PROJECT - Reproducing a published LCA

Author

DL Oberski

Reproducing a published LCA

In this project, you will work on reading and reproducing the following paper:

  Beller, J. (2021). Morbidity profiles in Europe and Israel: International comparisons
          from 20 countries using biopsychosocial indicators of health via latent class analysis.
          Journal of Public Health. https://doi.org/10.1007/s10389-021-01673-0

You can download a copy of the paper here: https://daob.nl/files/lca/beller-2021.pdf

The data used in this study were from the European Social Survey, round 7 (2014). You can find these (and more recent) data here: https://www.europeansocialsurvey.org/data/. You will need to register to download the data. Registration is free and should be instantaneous.

Assignment

Obtain the data
Create the dataset as indicated in the article. You should end up with 16 indicators, (excluding any covariates such as country, age, gender, or education)
1. Which steps taken in the paper could you criticize? Do you think they will have a large impact on the final conclusions?
2. Create two different versions of the data, one of which is as close as possible to the paper, the other differing only on the aspect of data wrangling that you believe will be the most influential.
3. Create a smaller dataset, selecting only one country of your choice. You will use this smaller dataset to initially debug the subsequent analyses. From the list of covariates in table 4, select a maximum of two or three that you find of interest.
4. For each recode, double-check your recode by creating a before/after cross-table, or by calculating means within categories for dichotomized variables. Did everything go according to your plan?
5. Perform a sanity check on your data.

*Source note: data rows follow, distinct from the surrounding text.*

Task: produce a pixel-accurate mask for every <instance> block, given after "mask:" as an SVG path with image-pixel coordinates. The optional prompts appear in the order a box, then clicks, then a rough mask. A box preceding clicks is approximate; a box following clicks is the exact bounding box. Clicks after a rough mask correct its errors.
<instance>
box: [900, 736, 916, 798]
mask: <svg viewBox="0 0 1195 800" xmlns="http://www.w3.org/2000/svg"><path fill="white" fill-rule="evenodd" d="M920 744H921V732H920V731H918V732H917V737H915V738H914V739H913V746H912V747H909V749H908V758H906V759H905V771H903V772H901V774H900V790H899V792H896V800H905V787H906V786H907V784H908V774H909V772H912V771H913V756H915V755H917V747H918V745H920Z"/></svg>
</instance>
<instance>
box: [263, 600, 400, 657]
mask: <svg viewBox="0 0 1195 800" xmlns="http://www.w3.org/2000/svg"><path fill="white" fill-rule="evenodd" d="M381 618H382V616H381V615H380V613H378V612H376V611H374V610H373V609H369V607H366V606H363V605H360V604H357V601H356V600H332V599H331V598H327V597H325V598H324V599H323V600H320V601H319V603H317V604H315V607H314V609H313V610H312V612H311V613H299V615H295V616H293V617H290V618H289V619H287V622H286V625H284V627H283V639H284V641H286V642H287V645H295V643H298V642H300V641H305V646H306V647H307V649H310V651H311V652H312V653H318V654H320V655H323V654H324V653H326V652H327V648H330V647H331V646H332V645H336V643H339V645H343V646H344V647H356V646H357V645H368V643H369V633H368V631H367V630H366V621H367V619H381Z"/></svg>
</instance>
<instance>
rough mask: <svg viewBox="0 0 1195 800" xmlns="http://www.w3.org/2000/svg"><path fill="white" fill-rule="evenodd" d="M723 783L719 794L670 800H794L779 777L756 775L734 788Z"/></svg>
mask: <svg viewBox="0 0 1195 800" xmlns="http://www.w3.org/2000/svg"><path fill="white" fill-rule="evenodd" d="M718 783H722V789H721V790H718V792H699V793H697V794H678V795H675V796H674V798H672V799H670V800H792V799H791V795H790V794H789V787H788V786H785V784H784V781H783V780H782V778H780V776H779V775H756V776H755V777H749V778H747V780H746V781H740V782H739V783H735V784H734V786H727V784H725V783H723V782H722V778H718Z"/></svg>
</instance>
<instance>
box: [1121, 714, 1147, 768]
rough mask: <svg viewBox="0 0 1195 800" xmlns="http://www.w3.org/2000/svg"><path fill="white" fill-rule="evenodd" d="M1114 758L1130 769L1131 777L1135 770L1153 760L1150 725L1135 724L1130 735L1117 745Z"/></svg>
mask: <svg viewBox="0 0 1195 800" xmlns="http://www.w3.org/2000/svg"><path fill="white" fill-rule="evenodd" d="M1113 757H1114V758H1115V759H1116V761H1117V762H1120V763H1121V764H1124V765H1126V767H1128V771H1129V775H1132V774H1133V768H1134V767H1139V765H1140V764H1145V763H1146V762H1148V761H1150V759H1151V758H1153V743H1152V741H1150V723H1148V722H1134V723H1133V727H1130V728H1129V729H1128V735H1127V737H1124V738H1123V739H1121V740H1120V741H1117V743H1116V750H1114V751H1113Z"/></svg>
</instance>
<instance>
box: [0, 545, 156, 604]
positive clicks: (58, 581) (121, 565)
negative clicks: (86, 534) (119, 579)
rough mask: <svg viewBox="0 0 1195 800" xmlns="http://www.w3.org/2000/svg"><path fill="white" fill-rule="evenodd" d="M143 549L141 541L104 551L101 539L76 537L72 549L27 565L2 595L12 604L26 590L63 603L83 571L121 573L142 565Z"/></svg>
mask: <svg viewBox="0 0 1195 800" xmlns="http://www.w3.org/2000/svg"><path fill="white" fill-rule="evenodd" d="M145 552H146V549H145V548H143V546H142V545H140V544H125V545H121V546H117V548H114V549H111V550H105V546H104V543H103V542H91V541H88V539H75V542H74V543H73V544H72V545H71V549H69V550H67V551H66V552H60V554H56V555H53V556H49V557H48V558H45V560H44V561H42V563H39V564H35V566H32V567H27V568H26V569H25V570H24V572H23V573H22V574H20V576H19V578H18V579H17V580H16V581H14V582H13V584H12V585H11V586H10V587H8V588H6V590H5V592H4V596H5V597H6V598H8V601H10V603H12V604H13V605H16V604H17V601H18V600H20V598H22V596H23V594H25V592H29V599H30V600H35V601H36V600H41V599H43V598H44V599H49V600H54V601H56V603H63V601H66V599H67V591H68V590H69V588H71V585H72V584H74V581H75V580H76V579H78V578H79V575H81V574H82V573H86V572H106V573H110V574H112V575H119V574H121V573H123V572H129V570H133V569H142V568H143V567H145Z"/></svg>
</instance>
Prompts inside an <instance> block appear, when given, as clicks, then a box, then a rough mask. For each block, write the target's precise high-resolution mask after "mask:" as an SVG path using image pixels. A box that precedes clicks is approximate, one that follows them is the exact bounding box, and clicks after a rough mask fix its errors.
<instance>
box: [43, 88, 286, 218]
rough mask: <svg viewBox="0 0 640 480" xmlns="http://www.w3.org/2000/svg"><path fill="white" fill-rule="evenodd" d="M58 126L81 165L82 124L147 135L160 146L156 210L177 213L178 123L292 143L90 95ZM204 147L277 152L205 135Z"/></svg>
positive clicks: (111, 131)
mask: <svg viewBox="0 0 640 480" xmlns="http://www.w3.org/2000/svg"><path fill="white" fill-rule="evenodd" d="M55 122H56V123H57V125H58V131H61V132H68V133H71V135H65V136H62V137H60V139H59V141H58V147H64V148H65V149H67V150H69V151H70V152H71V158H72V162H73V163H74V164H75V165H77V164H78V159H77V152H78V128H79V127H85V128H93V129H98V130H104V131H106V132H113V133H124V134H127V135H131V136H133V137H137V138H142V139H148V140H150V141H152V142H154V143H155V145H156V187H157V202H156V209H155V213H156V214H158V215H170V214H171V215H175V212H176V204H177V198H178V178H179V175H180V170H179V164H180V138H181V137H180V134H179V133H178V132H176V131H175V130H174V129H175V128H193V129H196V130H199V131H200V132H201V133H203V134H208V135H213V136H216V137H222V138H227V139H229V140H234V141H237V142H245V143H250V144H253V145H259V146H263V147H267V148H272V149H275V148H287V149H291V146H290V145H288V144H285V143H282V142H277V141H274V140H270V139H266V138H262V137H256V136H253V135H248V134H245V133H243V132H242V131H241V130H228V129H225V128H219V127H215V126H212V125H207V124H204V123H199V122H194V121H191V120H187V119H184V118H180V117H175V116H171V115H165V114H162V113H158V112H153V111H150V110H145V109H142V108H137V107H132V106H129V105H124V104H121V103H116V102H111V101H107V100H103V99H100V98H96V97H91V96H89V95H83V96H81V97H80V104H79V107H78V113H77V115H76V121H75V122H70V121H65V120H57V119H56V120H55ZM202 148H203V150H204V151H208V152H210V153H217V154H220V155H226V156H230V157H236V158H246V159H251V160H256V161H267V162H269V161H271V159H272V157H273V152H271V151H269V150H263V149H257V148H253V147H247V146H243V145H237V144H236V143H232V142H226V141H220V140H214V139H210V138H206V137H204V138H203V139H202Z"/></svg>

Pay attention to Roger Peng’s EDA advice:
  1. Read in your data : Are the names of the variables correct, concise, and unambiguous?
  2. Check the packaging : Are the number of rows and columns as expected? Are the types of your variables as expected? Do your variables contain weird values (such as -99)? Are some variables all-missing or constant?
  3. Look at the top and the bottom of your data : use head() and tail() or some other method to check the top and bottom.
  4. Check your “n”s : do the sample sizes correspond to the documentation? To the paper?
  5. Validate with at least one external data source : check descriptives of your data against those in the paper (small differences may occur). Are distributions of study variables (e.g. depression) and background variables (e.g. age, gender, education) plausible? (you may want to look at official statistics for your chosen country)
  6. Make a plot, look at descriptives : you are free to make sensible choices of “checks” here. Examples could include checking that correlations between closely related variables are not negative, scatterplots of continuous variables or dotplots/boxplots of continuous/categorical variabels to check for outliers, etc.
Use poLCA to estimate the LCA with 1, 2, 3, 4, 5, and 6 classes on your small dataset. (hint: it is always a good idea to start off with a small number of indicators to check that things are going OK, before increasing the model size)
1. Check: Did you specify everything correctly?
2. Do a sanity check on the results. Pay attention to:
  1. Reported sample sizes
  2. Unexpected direction of associations
  3. Forgotten indicators, or inadvertently included covariates as indicators
3. Rerun your analysis with multiple random starts, and compare the best log-likelihood, ensuring your solution did not end up in a local maximum
4. Model evaluation:
  1. Compare loglikelihood, BIC and AIC among the 6 models. Use a scree plot to select the number of classes.
  2. Look at bivariate residuals (BVRs). Are there any local dependencies? Is it better to increase the number of classes, or fit a model with fewer classes but local dependence?
  3. (BONUS) Perform a parametric bootstrap-likelihood ration test of your selected model. (hint: package flexmix allows parametric bootstrapping of the LRT via the function LR_test.)
5. Model interpretation:
  1. Look at probability profiles. Without looking at the Beller (2021) paper, create a description for yourself of the profiles you have created.
  2. Create a table of the estimated class sizes. Are any classes too small to be of interest?
  3. Create a classification table and calculate the entropy \(R^2\). Which classes are well-separated?
  4. Look at the results for the prediction of class membership from covariates. Are the effects in the expected direction? What are the confidence intervals of the parameter estimates? (BONUS:) Create a plot of each covariate versus the probability to belong to each class.
Repeat the analysis and interpretation steps with a larger model, using all countries.
Compare the results from your two datasets from part 2(c) above.
How does your analysis compare to the results in Beller (2021)? Go through each of the steps in the previous question and report any similarities/differences.
What do you conclude about profiles of health status in the ESS?
BONUS: Bootstrap (empirically) the standard errors of the model and compare with the standard se’s given in poCLA (hint: packages flexmix and BayesLCA allow bootstrapping. To get bootstrap se’s using blca, use argument method = “em”, and blca.boot
BONUS: Do the analysis with a newer ESS dataset and compare the results.